Senator
- In office 3 December 1992 – 17 February 1993
- Constituency: Nominated by the Taoiseach

Personal details
- Political party: Fianna Fáil

= Pat Farrell =

Irish businessman and former politician

Patrick Farrell is an Irish businessman and a former chief executive of the Irish Banking Federation.

==Career==
Farrell has been Head of Marketing and Communications and General Manager retail operations at EBS Building Society, Chief Executive at Galway's Galvia Private Hospital and General Manager at Sligo Regional Hospital. He is Chairman of Sightsavers International (Ireland) and is a board member of FOLD Ireland.

Farrell was appointed as Head of Group Corporate Communications and Government Relations at Bank of Ireland in May 2013. He retired in March 2019.
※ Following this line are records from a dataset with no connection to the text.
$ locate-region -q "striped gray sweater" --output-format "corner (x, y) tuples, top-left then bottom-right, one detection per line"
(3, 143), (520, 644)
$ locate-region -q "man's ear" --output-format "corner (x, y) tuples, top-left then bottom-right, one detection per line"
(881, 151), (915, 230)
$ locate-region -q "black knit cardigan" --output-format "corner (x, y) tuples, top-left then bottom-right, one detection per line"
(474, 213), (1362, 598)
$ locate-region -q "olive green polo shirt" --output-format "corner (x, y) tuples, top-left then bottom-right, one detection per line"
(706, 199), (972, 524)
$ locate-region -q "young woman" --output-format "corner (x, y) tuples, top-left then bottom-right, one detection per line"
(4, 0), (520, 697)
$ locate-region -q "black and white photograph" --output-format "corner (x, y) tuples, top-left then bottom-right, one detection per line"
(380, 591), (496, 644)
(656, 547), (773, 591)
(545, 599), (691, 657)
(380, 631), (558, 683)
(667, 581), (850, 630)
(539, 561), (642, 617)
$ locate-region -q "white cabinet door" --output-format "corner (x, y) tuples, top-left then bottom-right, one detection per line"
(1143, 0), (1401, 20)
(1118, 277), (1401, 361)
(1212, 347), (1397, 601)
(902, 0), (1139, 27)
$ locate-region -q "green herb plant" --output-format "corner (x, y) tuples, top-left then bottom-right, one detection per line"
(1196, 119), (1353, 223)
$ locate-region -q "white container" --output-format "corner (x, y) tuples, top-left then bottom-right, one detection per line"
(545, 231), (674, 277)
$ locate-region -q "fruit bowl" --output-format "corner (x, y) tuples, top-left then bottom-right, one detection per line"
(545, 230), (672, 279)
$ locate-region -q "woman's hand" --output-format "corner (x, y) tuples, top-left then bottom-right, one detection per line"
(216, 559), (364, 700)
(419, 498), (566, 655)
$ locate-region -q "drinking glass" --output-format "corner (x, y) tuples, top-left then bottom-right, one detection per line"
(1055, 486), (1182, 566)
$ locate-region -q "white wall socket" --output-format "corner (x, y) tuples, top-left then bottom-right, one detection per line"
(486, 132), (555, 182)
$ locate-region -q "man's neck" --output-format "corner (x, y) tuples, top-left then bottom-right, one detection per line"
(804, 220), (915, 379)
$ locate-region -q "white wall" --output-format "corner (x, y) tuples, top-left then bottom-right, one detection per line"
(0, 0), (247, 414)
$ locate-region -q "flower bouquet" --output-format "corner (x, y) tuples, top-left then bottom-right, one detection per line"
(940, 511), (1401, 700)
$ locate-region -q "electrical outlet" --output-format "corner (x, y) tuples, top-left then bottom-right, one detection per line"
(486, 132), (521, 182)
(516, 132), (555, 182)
Farrell was the chief executive of the Irish Banking Federation. He was appointed in January 2004. As well as this he was a member of the executive committee of the European Banking Federation, representing the interests of commercial banks across the continent.

In March 2019, Farrell became chief executive of property group Irish Institutional Property.

==Political office==
Farrell was General Secretary of Fianna Fáil between 1991 and 1997. In December 1992, he was nominated by the Taoiseach, Albert Reynolds as member of the outgoing 19th Seanad, serving until February 1993 for the 20th Seanad.